The hole is pierced with a pin or drilled for precision, it needs to be clean, and the edge needs to be sharp.
When the hole is created in the plate tape the plate onto the box.
To make a simple shutter tape a flap of cardboard and positioned it to cover the pinhole.
This can be secured into place when moving the camera with an elastic band.
In a darkroom insert and secure the photography paper into place at the back of the box.
When you wish to snap a photo position your camera and remove the shutter, reposition the shutter when you want to finish the exposure.
Experiment with different sizes of chambers, and pinholes to find your optimum style of camera.
And most of all have fun with this liberating minimalistic photography technique.
Excellent (and Inexpensive) Pinhole Cameras You Can Buy
If you are starting to get the pinhole itch and you don’t want to make one, here is a list of some of the best pinhole cameras money can currently buy.
The Lensless Baltic Birch is a 4 x 5-inch camera with a 2-inch lens and a 1/64th-inch precision pierced hole.
It has a 50mm focal length and the average exposure in full sunlight is 4 seconds using a 400 ISO film.
The shutter is a small hinged plate that can be swung up a down to take the photo.
The Lensless Baltic Birch is great for those who don’t like fumbling in the dark to load paper as it has been designed to accept a sheet film holder.
Comes in 50mm, 75mm, and 150mm
The Ilford Obscura is a 4 x 5-inch camera with a 26.1 mm lens and a 0.3mm chemical-etched pinhole.
It has an 87mm focal length and comes with a magnetic locking shutter for controlled exposure.
Accepting either sheet film or photographic paper in the rear chamber.
The Scura Tie is the more expensive of the three but is also the more sophisticated.
It accepts 35mm film in the back chamber to capture 65 x 35 mm images.
The pinhole plate is laser-drilled for precision and the magnet-powered shutter makes for smooth exposures.
Pinhole Photography Examples and Images
View From Window at La Gras, Joseph Niepce
View from a window at La Gras is the earliest surviving image shot using a pinhole.
Niepce was a lithographer who experimented for 10 years before managing to capture his first photograph.
A landscape of a lake with distant mountains was shot using a pinhole camera.
The long exposure has resulted in a slight water haze.
FAQs About Pinhole Camera Photography
Are Pinhole Cameras still used?
Yes, the modern-day Camera Obscura is still used by photographers for artistic and technical purposes.
What kind of image is formed by a Pinhole Camera?
The image formed by a Pinhole Camera is real, diminished, and inverted.
This image will also be smaller than the scene it depicts.

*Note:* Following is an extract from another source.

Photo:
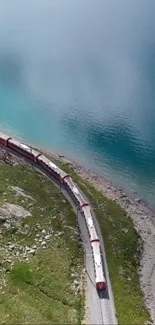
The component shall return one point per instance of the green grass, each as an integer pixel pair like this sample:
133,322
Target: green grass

Why do some photographers prefer Pinhole Cameras?
Photographers that opt to use Pinhole Cameras over standard cameras can do this for a variety of different reasons.
This could be because they enjoy the simplicity of a camera that offers infinite possibilities.
Or they wish to explore techniques such as infinite depth of field, ultra-wide angles, and long exposures.
What film do you use for a Pinhole Camera?
Any light-sensitive film can be used in a pinhole chamber, but not all will be practical to load and develop.
Ilford multigrade resin-coated paper is a good choice.
Who took the first photograph with a Pinhole Camera?
Joseph Niepce, a French man, took the first preserved photograph “View from a Window La Gras” in 1820 using a Pinhole Camera.
Other people attempted to capture photos using light-sensitive material and Pinhole Chambers, but they didn’t manage to preserve these images.
Who are some photographers that use Pinhole Photography?
There is a long list of interesting photographers who use Pinhole Photography, give it a google and find your favorite.
Some to look out for are Ingrid Budge who started first making gum and salt prints.
Dimosthenis Bitras a Greek photographer, Nuala Mahon a fine art photographer and Spiffy Tumbleweed from Texas.